Fast Crash Recovery in RAMCloud (SOSP'11)

1. Problem

RAMCloud is a storage system helping developers manage large-scale DRAM storage, driven by the fact that large-scale Web applications need to cache large data in DRAM. (For example, Facebook cached 150TB DRAM in memcached out of 200TB of disk storage.)

In order to keep a high level of durability and availability without impacting system performance, RAMCloud has only one single copy of data in DRAM. The problem here is how to recover from crash within 1s~2s.

2. Challenges

Durability. RAM is lack of durability. Data is unavailable on crashed nodes.
Availability. How to recover as soon as possible?
- Synchronous disk writes too slow
Large scale. 10,000 nodes, 100TB to 1PB

3. Solution

For durability, keep a pervasive log structure.
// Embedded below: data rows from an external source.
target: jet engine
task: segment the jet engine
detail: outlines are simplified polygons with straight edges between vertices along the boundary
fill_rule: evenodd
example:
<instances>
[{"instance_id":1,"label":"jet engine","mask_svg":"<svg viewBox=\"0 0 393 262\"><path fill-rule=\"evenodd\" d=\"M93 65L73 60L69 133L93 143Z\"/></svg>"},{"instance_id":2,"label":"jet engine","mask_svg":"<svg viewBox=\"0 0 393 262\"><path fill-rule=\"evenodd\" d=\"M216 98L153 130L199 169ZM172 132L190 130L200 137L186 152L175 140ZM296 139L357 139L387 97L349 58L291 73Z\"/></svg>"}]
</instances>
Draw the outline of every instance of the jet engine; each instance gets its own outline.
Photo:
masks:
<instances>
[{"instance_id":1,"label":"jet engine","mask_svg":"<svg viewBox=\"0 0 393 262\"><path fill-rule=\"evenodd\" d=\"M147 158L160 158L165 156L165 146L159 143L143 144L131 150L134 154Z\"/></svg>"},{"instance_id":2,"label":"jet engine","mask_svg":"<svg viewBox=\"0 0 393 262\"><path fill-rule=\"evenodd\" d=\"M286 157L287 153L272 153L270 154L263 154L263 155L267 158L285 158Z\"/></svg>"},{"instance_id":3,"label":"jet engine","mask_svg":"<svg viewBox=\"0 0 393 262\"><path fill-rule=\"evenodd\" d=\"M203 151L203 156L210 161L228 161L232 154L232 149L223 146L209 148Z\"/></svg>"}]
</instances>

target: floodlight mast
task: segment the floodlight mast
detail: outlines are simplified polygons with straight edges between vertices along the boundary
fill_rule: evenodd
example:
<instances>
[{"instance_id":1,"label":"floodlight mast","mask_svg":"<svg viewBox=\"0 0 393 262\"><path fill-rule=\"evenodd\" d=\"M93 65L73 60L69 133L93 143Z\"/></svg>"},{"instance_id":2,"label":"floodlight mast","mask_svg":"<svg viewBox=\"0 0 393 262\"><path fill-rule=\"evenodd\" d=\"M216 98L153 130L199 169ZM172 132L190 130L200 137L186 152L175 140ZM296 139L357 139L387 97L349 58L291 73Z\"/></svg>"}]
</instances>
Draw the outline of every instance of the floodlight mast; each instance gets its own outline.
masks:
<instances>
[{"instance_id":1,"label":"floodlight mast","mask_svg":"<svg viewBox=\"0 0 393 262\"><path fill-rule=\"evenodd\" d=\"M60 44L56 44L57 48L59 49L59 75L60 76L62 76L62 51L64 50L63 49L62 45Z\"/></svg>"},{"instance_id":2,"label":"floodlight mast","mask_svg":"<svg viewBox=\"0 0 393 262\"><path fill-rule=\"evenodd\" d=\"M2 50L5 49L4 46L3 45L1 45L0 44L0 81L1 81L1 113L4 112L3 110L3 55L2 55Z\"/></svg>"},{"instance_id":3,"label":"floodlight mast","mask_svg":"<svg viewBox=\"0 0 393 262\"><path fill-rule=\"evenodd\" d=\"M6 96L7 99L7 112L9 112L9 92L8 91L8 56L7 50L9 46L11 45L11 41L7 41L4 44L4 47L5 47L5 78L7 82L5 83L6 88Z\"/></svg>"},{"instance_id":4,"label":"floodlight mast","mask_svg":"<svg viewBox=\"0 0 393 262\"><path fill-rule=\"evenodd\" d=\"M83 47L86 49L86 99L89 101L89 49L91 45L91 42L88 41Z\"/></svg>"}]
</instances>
Even RAM is a log.
For availability, employ data parallelism and pipelining while backup data are distributed across a large number of secondary storage devices.

Architecture Overview

(Up to 100,000) application servers are connected to (up to 10,000) master/backup storage servers. Each storage server contains a master and a backup. Masters expose RAM as key-value store, while backups store data from other Masters. A central coordinator manages the server pool and tablet configuration.

When a master receives a write requests, it updates its in-memory log and forwards the new data to several backups, which buffer the data in their memory. Master maintains a hash table to record locations of data objects. The data is eventually written to disk or flash in large batches. Backups must use an auxiliary power source to ensure that buffers can be written to stable storage after a power failure.

When a master crashes, its in-memory log and hash table will be lost, but log data stored on disk on backups will survive.

How to recover? The crashed and restarted master replays log data into RAM and reconstruct the hash table.

How to recover with scale? Partition and scatter log data to more backups randomly. So backup data can be read in parallel.

How about the network bandwidth bottleneck of NIC on recovery master? More recovery masters are used and each master’s data are also partitioned. Before recovery, backups receive a partition list specifying which master should what part of data should be sent to.

What if one backup is slow and make the whole process slow? The master chooses candidate Backups randomly and selects the best one according to its locality, disk information, etc.

Performance: recovers 35GB to RAM in 1.6s using 60 nodes.

4. Conclusion

The authors use the log-structured storage instead of synchronous disk write to preserve durability. And the availability is achieved via data parallelism. The design harness the scale well and has exceptional performance.